Tuesday, April 19, 2011

Cougar Town: "Walls"

Season 2, Episode 15
A post-hiatus airing hinders a pre-hiatus episode

Any review of “Walls” is going to be skewed; though it is airing as the first episode back after about six weeks off the air, it was originally intended to be the episode to air before the hiatus, though it was bumped due to the airing of the Tucson Memorial back in February. So while it was a welcome return for the show last night, and despite the high quality of the episode, there exists a disconnect between when this episode was meant to air and when it actually aired.

Take, for instance, the Travis plot that kicked off tonight. As Bill Lawrence stated in his interview with Alan Sepinwall, this is the beginning of a turning point in Travis’s character tonight, and it obviously starts with his intended proposal to Kirsten. (Who’s clearly not going to be around much longer. Man, I’m gonna miss her.) Yet as excited as I am to see how this develops, the tension the “cliffhanger” ending (I’m pretty sure CT is incapable of giving us a true cliffhanger, but I don’t have a better word to describe the setup present in the closing minutes) is supposed to generate is negated by the fact that we will probably see how this turns out tomorrow, or at the very latest, next week. It unfortunately lessens the impact of what I’m sure would have been a perfect mix for a frustrating/intriguing hanging thread to send us off into hiatus.

I get a similar feeling of disconnect when approaching he Jules side of that plotline. As I (may have) said before, Jules’s characterization has increasingly become more and more grating this season – with her actions in the January/February episode being particularly annoying –  and tonight’s episode was meant to be a remedy to that. (As the Lawerence interview also lets us know, this wasn’t so much by design as the writers attempting to answer a recent criticism that many of the shows “professional fans”[i.e. TV critics] were making. ) Yet even as I was aware that this was what they were trying to do, it’s didn’t feel as satisfying for me due to the hiatus. Since I haven’t been subject to the more grating side of Jules for several weeks now (even if I did recently rush through the first season DVD in order to quell my CT fix), this change failed to make the impact it could have coming off a fresh bout of Jules madness.

Surprisingly, the Penny Can (PEEEEENNNNNNNY CAAAAAAAAAAANNNN!) subplot actually did work well off of the hiatus, though not in the way that I imagine it was meant to. “Penny Can” has been the breakout running joke of the series, and I’m pretty sure that the full-on inclusion of it in this episode was meant to serve as a grace note for the show to go out on, something that would stick with the viewers and make sure they would return come April.
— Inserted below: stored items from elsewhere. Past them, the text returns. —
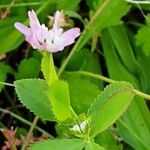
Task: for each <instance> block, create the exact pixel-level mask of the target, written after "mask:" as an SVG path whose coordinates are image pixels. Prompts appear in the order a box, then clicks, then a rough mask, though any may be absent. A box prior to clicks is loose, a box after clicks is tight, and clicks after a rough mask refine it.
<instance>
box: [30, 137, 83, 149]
mask: <svg viewBox="0 0 150 150" xmlns="http://www.w3.org/2000/svg"><path fill="white" fill-rule="evenodd" d="M84 145H85V143H84V140H82V139H57V140H46V141H43V142H39V143H36V144H33V145H31V147H30V148H29V149H30V150H41V149H42V150H48V149H49V150H82V149H83V147H84Z"/></svg>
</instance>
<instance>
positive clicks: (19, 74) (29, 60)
mask: <svg viewBox="0 0 150 150" xmlns="http://www.w3.org/2000/svg"><path fill="white" fill-rule="evenodd" d="M33 70H34V71H33ZM39 72H40V62H39V61H38V60H37V59H35V58H29V59H23V60H22V61H21V63H20V65H19V67H18V72H17V73H16V74H15V78H16V79H17V80H19V79H25V78H38V76H39Z"/></svg>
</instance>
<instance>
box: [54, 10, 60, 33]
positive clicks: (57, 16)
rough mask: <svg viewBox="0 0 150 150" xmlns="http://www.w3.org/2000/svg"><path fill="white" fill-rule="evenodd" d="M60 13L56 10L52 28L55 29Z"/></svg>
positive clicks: (59, 21) (57, 22) (58, 26)
mask: <svg viewBox="0 0 150 150" xmlns="http://www.w3.org/2000/svg"><path fill="white" fill-rule="evenodd" d="M61 15H62V14H61V12H60V11H56V13H55V16H54V24H53V30H56V29H57V28H58V27H59V23H60V19H61Z"/></svg>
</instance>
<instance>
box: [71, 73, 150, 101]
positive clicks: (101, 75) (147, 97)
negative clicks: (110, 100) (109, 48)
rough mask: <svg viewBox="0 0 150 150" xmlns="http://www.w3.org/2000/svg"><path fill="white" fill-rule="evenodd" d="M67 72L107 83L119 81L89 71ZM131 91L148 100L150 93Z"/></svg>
mask: <svg viewBox="0 0 150 150" xmlns="http://www.w3.org/2000/svg"><path fill="white" fill-rule="evenodd" d="M68 73H76V74H81V75H85V76H88V77H91V78H95V79H99V80H103V81H105V82H108V83H115V82H119V81H116V80H112V79H110V78H107V77H104V76H102V75H99V74H95V73H91V72H86V71H74V72H68ZM132 90H133V92H134V93H135V94H136V95H138V96H140V97H143V98H145V99H147V100H150V95H148V94H146V93H143V92H141V91H138V90H136V89H132Z"/></svg>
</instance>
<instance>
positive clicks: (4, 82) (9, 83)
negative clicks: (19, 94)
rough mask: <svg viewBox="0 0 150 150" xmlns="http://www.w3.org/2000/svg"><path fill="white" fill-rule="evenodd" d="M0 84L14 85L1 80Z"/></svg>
mask: <svg viewBox="0 0 150 150" xmlns="http://www.w3.org/2000/svg"><path fill="white" fill-rule="evenodd" d="M0 84H2V85H7V86H14V85H13V84H11V83H6V82H1V81H0Z"/></svg>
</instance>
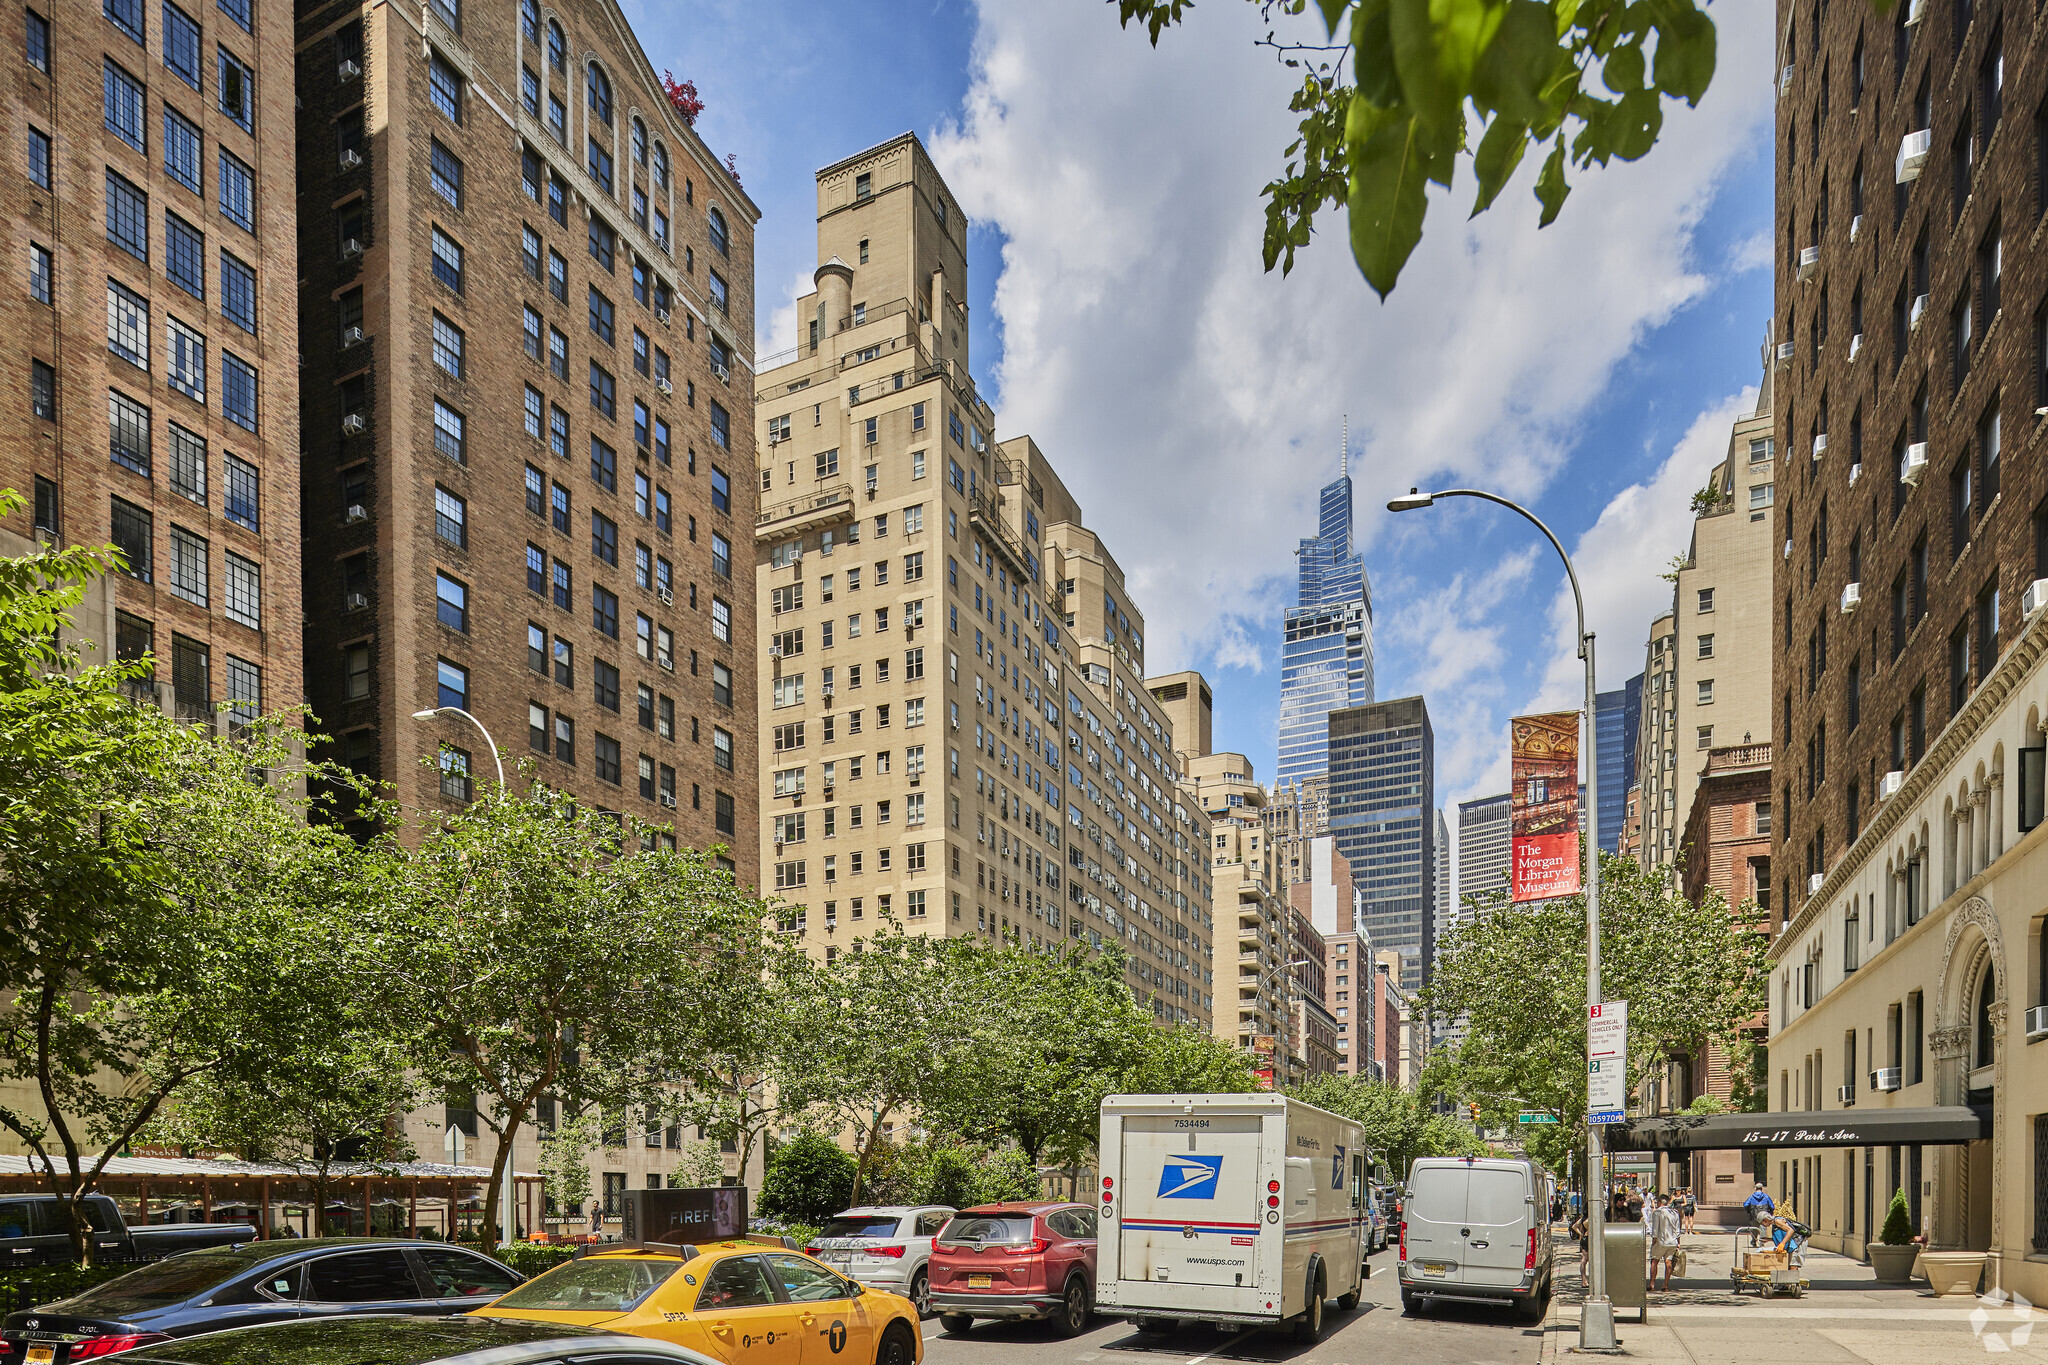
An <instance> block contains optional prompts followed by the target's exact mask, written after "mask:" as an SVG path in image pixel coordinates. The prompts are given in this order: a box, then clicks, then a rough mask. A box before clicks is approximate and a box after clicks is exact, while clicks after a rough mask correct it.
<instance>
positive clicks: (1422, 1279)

Instead, it works just as well – perhaps even better – as a sort of welcome back, a return of just one of the many things we love about this series. Because seriously, few things have caused me this much joy during this television season as seeing an all out Penny Can contest at a bar.

The one subplot that seemed to be immune to this “Post-Hiatus Syndrome” was the Grayson/Andy subplot, for good reason. Though I enjoyed this subplot – the Grayson/Andy pairing is always one of my favorites – it feels like we’ve been down this road too many times before, with Grayson not believing (in) Andy, and he eventually coming around, even if this particular plot was meant to reflect how Grayson sees/interacts with the Cul-de-Sac Crew as a whole. Frankly anything after the subplot where the two hashed out Andy’s high school insecurities is just going to feel a bit slight at this point.

Agree or disagree?

Additional Thoughts:

This week in title cards: We’re back. (Hi, Dance fans…please be there.)

“Why is she stirring the sauce outside?”

“He can’t stop. He was cooked in her baby oven.”

“Hot damn this is good bread. Oh, we’re being sad now?”

Bobby Cobb’s #1 Rule of Parenting: Don’t get involved.

“STACHE ATTACK!”

“This may be harder than The Case of the Stinky Fridge.”

“Man, my name has got a lot of ‘B’s’ in it.”

“Sorry, I couldn’t hear you. The breasts she was pressing against my back were way too loud.”

“I don’t know what we’re doing.” “No one ever does.”

“What do you think this guy eats for breakfast? Goat?”